Gérer les retards
Un fait étonnant: pendant la Seconde Guerre mondiale, les résistants français pensaient que l’occupation nazie n’était que temporaire. Ces hommes et ces femmes courageux se sont battus avec acharnement et ont subi la torture lorsqu’ils ont été capturés, mais ils ont poursuivi leur combat sans relâche face à des obstacles insurmontables, portés par la conviction que, d’ici peu, les forces alliées arriveraient pour libérer la France de ses cruels oppresseurs.

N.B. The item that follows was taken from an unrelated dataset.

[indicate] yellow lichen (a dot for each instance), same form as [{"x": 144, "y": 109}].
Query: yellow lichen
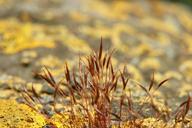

Mais alors que les jours se transformaient en semaines, puis les mois en années, certains résistants se lassèrent de cette vie faite de résistance constante et de clandestinité. Pour beaucoup, il commença à sembler que les Alliés ne viendraient jamais – qu’ils étaient trop occupés à combattre les nazis sur d’autres fronts. Il semblait même que la France resterait à jamais sous le contrôle de l’ennemi.
Avec le temps, quelques résistants ont constaté qu’il était bien plus facile de coopérer avec les Allemands. Ils ont même commencé à se lier d’amitié avec leurs oppresseurs et à trahir leurs compatriotes français en échange de faveurs et de postes. Puis, soudain, vint le Jour J. La France fut libérée, et les résistants qui avaient tenu bon jusqu’au bout furent considérés comme des héros, tandis que les traîtres qui avaient capitulé furent humiliés publiquement, voire tués.
Faire face au retard
Se pourrait-il que les événements finaux au sein de l’Église ressemblent étroitement à ceux qui se sont déroulés en France pendant la Seconde Guerre mondiale ?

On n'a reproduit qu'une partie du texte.